Assume we have a set of machines that measure blood pressure, where a measurement from machine $k$ is given by

$$M_k[x] = a_kx + b_k + \sigma_k\epsilon$$

where $x$ is the (unknown) blood pressure, $(a_k,b_k,\sigma_k)$ are machine-dependent constants, and $\epsilon$ is "noise".

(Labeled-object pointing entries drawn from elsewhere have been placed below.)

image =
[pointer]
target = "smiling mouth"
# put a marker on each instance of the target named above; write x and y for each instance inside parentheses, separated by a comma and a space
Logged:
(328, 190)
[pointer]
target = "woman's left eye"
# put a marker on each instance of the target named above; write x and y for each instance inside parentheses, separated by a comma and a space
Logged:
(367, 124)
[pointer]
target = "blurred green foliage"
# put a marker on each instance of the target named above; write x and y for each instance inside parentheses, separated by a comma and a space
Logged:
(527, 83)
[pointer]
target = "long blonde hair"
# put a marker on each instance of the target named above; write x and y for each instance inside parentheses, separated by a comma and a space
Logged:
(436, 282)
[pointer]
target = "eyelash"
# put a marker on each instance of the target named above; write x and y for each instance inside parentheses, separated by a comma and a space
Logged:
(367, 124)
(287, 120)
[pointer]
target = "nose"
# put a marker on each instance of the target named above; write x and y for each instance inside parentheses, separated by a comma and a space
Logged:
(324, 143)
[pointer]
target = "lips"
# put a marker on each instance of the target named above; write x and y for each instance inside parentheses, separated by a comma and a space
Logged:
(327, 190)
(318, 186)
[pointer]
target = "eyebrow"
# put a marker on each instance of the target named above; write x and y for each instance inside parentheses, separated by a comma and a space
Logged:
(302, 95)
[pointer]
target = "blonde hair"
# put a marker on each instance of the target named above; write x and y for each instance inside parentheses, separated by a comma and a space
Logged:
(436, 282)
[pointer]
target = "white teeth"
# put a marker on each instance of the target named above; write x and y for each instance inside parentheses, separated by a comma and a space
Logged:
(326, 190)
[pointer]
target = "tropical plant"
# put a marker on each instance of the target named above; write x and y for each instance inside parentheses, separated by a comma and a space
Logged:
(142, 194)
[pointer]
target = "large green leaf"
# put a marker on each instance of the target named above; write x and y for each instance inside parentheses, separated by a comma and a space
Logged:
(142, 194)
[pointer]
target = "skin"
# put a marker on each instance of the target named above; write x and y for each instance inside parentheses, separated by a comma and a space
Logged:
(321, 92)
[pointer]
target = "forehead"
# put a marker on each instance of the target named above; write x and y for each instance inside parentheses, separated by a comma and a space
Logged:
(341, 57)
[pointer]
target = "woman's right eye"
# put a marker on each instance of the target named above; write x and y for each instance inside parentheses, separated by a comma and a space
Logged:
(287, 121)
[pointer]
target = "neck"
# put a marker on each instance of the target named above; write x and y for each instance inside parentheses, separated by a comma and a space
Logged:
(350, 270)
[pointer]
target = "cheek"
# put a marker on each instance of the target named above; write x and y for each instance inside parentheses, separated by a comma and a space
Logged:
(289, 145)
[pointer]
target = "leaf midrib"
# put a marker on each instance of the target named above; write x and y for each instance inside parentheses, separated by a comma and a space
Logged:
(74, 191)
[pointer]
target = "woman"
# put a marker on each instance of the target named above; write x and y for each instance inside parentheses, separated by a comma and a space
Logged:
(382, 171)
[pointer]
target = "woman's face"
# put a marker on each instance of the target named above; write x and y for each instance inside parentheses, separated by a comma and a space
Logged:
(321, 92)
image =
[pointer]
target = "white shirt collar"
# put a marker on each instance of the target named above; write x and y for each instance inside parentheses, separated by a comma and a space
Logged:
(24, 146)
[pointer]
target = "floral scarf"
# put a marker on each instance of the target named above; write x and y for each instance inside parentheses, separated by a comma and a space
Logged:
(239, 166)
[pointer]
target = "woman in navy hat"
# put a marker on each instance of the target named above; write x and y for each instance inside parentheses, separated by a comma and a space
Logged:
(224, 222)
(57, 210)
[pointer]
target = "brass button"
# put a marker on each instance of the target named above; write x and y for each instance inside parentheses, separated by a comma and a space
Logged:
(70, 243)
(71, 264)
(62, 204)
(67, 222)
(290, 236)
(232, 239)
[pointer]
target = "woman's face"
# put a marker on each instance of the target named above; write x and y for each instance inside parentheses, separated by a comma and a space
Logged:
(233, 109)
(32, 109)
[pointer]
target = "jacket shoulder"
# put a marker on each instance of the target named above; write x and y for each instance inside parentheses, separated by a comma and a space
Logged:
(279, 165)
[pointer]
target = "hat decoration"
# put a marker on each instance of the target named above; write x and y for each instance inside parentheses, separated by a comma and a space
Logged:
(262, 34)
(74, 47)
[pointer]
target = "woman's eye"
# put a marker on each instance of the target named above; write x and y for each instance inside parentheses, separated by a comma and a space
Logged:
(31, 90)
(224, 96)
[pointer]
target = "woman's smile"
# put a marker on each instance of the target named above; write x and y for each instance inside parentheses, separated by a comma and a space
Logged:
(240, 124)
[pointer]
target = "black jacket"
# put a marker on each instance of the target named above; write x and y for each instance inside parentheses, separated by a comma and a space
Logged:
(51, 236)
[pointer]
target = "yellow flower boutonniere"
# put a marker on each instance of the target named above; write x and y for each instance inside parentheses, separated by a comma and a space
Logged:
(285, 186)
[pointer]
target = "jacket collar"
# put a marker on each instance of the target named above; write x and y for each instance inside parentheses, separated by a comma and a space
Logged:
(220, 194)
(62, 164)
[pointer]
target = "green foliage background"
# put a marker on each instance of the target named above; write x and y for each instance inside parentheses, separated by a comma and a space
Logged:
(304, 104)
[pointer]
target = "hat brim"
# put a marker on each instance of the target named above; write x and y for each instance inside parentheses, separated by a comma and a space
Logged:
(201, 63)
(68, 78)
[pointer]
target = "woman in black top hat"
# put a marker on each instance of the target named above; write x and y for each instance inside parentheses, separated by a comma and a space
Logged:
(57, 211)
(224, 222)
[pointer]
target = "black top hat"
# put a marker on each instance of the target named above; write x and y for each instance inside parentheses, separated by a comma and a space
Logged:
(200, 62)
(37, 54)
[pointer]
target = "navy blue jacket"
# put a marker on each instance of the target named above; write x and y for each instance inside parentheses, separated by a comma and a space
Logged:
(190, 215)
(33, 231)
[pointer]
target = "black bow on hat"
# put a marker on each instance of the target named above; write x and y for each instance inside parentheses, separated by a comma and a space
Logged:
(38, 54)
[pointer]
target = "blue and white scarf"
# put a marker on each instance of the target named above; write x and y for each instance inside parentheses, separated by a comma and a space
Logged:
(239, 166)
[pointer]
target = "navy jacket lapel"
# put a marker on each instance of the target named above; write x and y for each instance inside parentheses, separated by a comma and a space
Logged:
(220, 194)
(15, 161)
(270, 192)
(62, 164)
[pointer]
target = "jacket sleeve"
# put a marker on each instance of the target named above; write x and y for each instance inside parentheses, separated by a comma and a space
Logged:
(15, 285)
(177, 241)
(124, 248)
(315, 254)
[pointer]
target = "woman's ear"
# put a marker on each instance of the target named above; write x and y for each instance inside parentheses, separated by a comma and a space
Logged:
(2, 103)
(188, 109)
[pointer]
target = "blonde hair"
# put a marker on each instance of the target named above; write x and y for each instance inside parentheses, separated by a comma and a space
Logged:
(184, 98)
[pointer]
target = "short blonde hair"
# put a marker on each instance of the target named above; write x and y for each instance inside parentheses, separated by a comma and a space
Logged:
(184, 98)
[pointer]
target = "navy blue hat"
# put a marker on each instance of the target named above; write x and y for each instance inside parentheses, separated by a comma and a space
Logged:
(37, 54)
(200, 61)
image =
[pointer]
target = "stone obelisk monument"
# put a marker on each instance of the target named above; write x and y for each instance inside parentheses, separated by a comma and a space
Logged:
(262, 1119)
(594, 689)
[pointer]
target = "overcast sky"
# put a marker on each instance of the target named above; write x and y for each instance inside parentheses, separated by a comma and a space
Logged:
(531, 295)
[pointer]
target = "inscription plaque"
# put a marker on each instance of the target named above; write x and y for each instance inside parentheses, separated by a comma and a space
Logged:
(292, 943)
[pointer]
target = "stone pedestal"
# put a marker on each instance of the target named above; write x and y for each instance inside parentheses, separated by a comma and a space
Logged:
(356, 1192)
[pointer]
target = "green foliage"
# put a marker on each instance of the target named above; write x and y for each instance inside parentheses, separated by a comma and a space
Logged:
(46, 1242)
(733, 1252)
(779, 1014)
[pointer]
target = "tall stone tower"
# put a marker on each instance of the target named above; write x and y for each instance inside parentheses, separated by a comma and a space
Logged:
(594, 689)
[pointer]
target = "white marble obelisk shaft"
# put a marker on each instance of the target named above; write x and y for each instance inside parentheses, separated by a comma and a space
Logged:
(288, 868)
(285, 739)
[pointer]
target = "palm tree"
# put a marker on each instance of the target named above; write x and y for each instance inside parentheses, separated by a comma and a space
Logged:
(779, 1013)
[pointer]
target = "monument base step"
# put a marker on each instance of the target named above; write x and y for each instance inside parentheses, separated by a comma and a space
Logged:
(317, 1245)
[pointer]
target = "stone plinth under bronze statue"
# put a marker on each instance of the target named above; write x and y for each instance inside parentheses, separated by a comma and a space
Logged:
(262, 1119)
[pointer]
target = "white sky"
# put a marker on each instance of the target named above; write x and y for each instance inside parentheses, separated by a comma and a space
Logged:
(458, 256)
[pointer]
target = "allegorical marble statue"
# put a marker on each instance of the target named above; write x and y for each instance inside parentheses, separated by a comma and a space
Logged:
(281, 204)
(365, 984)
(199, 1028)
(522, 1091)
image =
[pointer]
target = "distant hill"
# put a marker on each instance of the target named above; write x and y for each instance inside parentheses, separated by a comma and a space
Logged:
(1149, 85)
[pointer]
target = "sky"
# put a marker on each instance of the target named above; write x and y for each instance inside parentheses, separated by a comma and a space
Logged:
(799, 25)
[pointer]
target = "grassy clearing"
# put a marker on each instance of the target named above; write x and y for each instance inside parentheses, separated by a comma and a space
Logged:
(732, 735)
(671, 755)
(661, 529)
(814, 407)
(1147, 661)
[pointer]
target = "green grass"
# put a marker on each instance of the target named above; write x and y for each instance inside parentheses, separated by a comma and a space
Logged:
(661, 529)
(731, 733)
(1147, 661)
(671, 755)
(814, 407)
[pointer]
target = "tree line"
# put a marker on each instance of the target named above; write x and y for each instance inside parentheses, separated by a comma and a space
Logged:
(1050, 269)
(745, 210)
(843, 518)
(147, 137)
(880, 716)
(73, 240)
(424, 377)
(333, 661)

For simplicity, I will ignore finite-sample effects. The standard "regression" assumptions are then $$\langle\epsilon\rangle=0, \sigma_{x,\epsilon}=0, \sigma_{\epsilon_i\epsilon_j}=\delta_{i,j}$$ where angle brackets denote an average and $\sigma$'s are covariances.

Then we have

$$R_k = \frac{a_k^2\sigma_x^2}{a_k^2\sigma_x^2+\sigma_k^2}$$

and

$$R_{ij}^2 = \frac{a_i^2a_j^2\sigma_x^4}{(a_i^2\sigma_x^2+\sigma_i^2)(a_j^2\sigma_x^2+\sigma_j^2)} = R_iR_j$$

Now if we have three machines $M_1,M_2,M_3$, and $R_{ij}^4 = R_i^2R_j^2$ for any pair of them, this implies

$$R_k^4 = \frac{R_{ik}^4R_{jk}^4}{R_{ij}^4}$$

for any distinct $i,j,k$.

So expanding out, and using symmetry of $R_{ij}$, the answer is then

$$R_1^4 = \frac{R_{12}^4R_{13}^4}{R_{23}^4}, R_2^4 = \frac{R_{12}^4R_{23}^4}{R_{13}^4}, R_3^4 = \frac{R_{13}^4R_{23}^4}{R_{12}^4}$$

I checked this out numerically for finite samples, and it seems to hold reasonably (i.e. small error for large sample sizes).

Hope this helps!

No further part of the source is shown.